How to store champagne?

 Both opened and unopened champagne should be stored in a dark, out-of-the-way location away from direct sunlight. This is because sunlight changes the internal temperature of the champagne, which can modify the chemical makeup of the champagne and impair its taste quality. Place your champagne bottles in a completely enclosed, light-free storage space. Most of us do not have a wine cellar, so if you do not have access to one, a dark closet or cupboard can suffice. Another option is to wrap the bottles with a thin, dark-coloured fabric.

 To keep your champagne, a simple shelving unit or storage rack would suffice. Your storage solution does not need to be beautiful or elegant; it simply needs to be strong enough to support the weight of your bottles. Avoid storing champagne in the refrigerator, both short-term and long-term (unless you are chilling it for serving), because the light from the refrigerator, combined with the refrigerator motor and temperature changes caused by repeatedly opening and closing the door, will spoil the champagne.

 When keeping champagne for a short period of time (less than a month), it can be stored upright.

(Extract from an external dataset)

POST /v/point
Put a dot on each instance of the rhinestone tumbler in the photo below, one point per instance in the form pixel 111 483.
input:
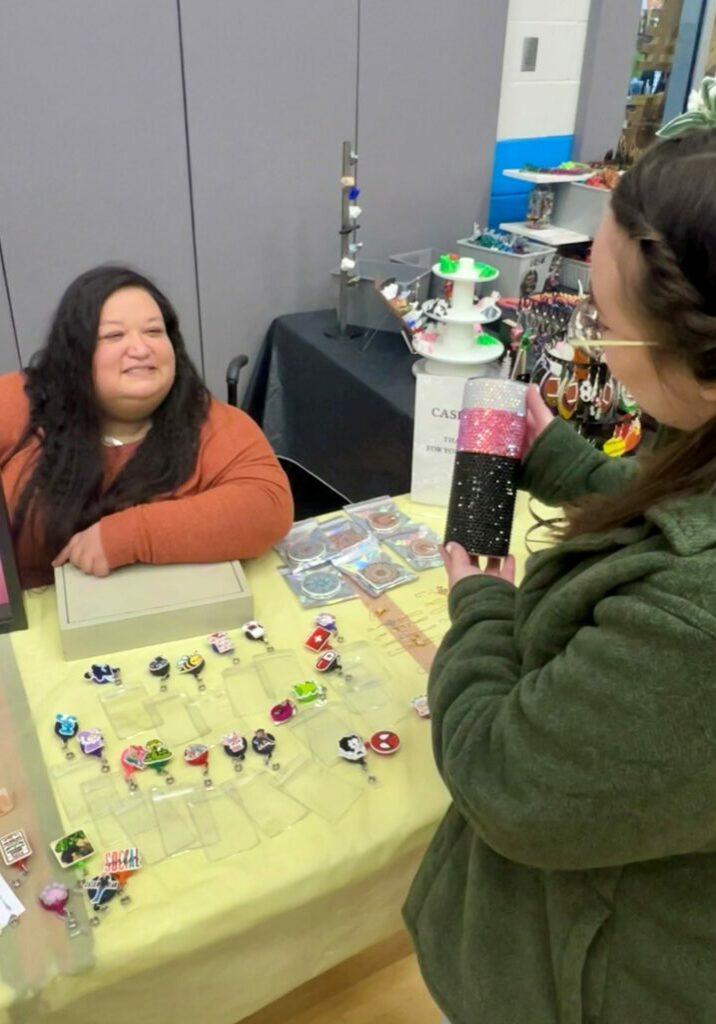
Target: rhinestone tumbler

If you intend to keep champagne for more than a month, it should be stored on its side in a wine rack or piled in the same manner in a cellar; otherwise, the cork may dry up and make it impossible to open the bottle. Now consider the temperature.

 When keeping champagne, the temperature is critical since it affects the taste and texture. If you're storing champagne for a short period of time, keep it above freezing but just below room temperature. Champagne should be stored at a steady temperature of 50-59 degrees Fahrenheit with a humidity of 70-85%.